The order asked telecoms operators in the country to stop selling or registering SIM cards. This was after an initial directive to the operators to suspend the mobile numbers of Nigerians who had not registered for the National Identification Number (NIN).
The ban was supposed to last until the registration deadline which was initially set to 30th December 2020, 2 weeks from the announcement.
However, it was extended at least three times before the government finally lifted the ban. The first extension was by three weeks to 19th January 2021, then by eight weeks to April 6th, 2021 and recently by four weeks to May 6th, 2021. These extensions resulted in huge losses for telcos and young entrepreneurs.
Telcos suffered the highest losses.

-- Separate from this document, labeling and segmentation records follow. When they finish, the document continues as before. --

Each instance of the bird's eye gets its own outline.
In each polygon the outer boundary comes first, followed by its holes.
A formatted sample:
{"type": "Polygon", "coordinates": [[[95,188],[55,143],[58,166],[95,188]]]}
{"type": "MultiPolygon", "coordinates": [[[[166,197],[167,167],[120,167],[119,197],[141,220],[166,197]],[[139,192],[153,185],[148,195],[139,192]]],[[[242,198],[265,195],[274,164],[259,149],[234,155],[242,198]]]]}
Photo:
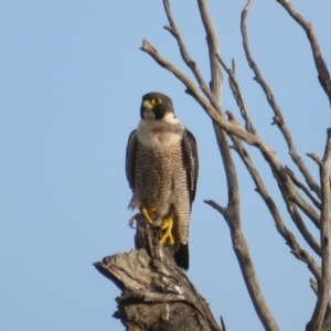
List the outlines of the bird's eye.
{"type": "Polygon", "coordinates": [[[159,105],[159,104],[162,103],[162,100],[161,100],[160,98],[154,98],[154,99],[152,99],[152,103],[153,103],[154,105],[159,105]]]}

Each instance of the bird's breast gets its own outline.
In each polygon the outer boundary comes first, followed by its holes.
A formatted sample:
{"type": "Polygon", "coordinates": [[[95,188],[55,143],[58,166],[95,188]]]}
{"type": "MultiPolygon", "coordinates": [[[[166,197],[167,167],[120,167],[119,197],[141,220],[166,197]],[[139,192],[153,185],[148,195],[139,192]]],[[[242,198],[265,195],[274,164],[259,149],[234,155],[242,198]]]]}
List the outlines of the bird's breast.
{"type": "Polygon", "coordinates": [[[179,143],[183,132],[184,128],[180,124],[140,121],[137,138],[148,149],[164,150],[179,143]]]}

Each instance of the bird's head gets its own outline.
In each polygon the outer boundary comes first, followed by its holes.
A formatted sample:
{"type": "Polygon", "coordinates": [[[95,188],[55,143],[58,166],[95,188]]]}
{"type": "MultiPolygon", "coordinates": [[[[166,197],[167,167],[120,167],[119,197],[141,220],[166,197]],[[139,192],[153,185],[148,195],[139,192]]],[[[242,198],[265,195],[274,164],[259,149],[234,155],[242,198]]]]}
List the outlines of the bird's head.
{"type": "Polygon", "coordinates": [[[171,98],[158,92],[151,92],[142,96],[140,117],[142,119],[162,120],[167,117],[173,119],[174,111],[171,98]]]}

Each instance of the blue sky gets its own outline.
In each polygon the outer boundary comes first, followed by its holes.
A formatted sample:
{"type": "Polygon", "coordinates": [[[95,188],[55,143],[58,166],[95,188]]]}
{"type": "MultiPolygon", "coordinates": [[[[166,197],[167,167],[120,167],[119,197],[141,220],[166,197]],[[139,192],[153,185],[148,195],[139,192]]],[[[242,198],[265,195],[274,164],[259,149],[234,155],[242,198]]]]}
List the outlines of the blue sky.
{"type": "MultiPolygon", "coordinates": [[[[205,33],[195,1],[173,2],[192,57],[209,81],[205,33]]],[[[328,0],[292,1],[312,22],[327,63],[331,58],[328,0]]],[[[221,52],[237,61],[237,78],[259,135],[293,168],[273,113],[242,50],[245,1],[210,0],[221,52]]],[[[227,225],[203,203],[226,204],[222,161],[212,125],[174,76],[139,51],[142,39],[185,73],[161,1],[57,0],[0,2],[0,329],[124,330],[111,318],[119,290],[92,264],[134,247],[127,221],[127,138],[139,121],[141,96],[169,95],[179,119],[195,135],[200,179],[190,227],[190,279],[222,314],[228,330],[263,330],[232,249],[227,225]],[[239,317],[239,318],[238,318],[239,317]]],[[[256,0],[250,47],[270,84],[298,152],[321,156],[330,106],[305,32],[271,0],[256,0]]],[[[223,88],[223,109],[238,110],[223,88]]],[[[249,148],[287,226],[269,168],[249,148]]],[[[281,330],[303,330],[316,297],[307,267],[277,234],[266,206],[237,156],[243,228],[266,300],[281,330]]],[[[309,224],[309,223],[308,223],[309,224]]],[[[317,235],[314,229],[312,232],[317,235]]],[[[307,246],[298,235],[299,242],[307,246]]]]}

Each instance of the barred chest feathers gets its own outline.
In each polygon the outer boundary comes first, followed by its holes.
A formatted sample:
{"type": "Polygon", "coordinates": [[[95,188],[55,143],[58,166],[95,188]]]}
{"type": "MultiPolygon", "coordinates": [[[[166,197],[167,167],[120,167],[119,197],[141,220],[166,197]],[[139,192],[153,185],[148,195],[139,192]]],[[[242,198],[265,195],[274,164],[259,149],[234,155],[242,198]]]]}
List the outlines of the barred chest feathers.
{"type": "Polygon", "coordinates": [[[177,145],[183,134],[184,127],[173,116],[166,116],[162,120],[141,119],[137,128],[139,142],[152,150],[166,150],[177,145]]]}

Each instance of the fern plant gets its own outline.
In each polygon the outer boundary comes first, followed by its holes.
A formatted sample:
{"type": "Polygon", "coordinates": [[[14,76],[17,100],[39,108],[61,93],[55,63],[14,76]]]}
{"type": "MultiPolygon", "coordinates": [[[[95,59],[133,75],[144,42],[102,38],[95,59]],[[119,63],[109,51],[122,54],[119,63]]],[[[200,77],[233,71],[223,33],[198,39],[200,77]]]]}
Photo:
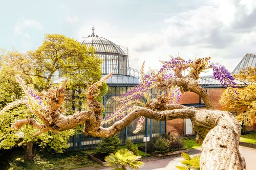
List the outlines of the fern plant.
{"type": "Polygon", "coordinates": [[[106,165],[114,166],[113,169],[126,170],[129,167],[131,169],[138,169],[144,165],[144,163],[139,161],[141,156],[136,156],[132,151],[126,148],[118,150],[115,154],[111,154],[105,157],[106,165]]]}
{"type": "Polygon", "coordinates": [[[198,155],[191,158],[190,156],[185,153],[181,154],[181,156],[184,158],[180,162],[184,165],[182,166],[176,166],[180,170],[200,170],[200,155],[198,155]]]}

They lost 11.8 million subscribers between November 2020 and February 2021. This brought the total number of mobile subscribers in Nigeria to 195.7 million, dropping below 200 million for the first time since it reached this number in August 2020.
By multiplying this number with the average revenue per user (ARPU) for the telecoms industry in 2020 (₦1,420/$3.66), this means that operators lost ₦16.8bn ($41m) in revenue. As the telecoms industry contributed an average of 10.3% per quarter to Nigeria’s GDP in 2019 (totalling $46bn), operators have lost 0.09% of this.
Consumers and young entrepreneurs have also borne the brunt of the ban. Over seven million Nigerians who make a living as SIM registration agents were out of work while the ban lasted. Business owners like Femi have also been unable to buy SIM cards for their operations making communication, an important pillar of running a business, difficult.
Although the government’s reasons for the ban were clear, it was difficult to justify them given the economic costs.
The telco industry is one of the major drivers of the Nigerian economy. It contributed 12.45% to the economy in the fourth quarter of 2020, lifting it out of recession. So the ban did not make sense especially in the light of Nigeria’s rising unemployment numbers.
While the government scores points for re-tracing its steps, the hope is that policymakers have taken the lessons from the consequences of the ban. Policy cannot exist in isolation, without assessing the potential consequences.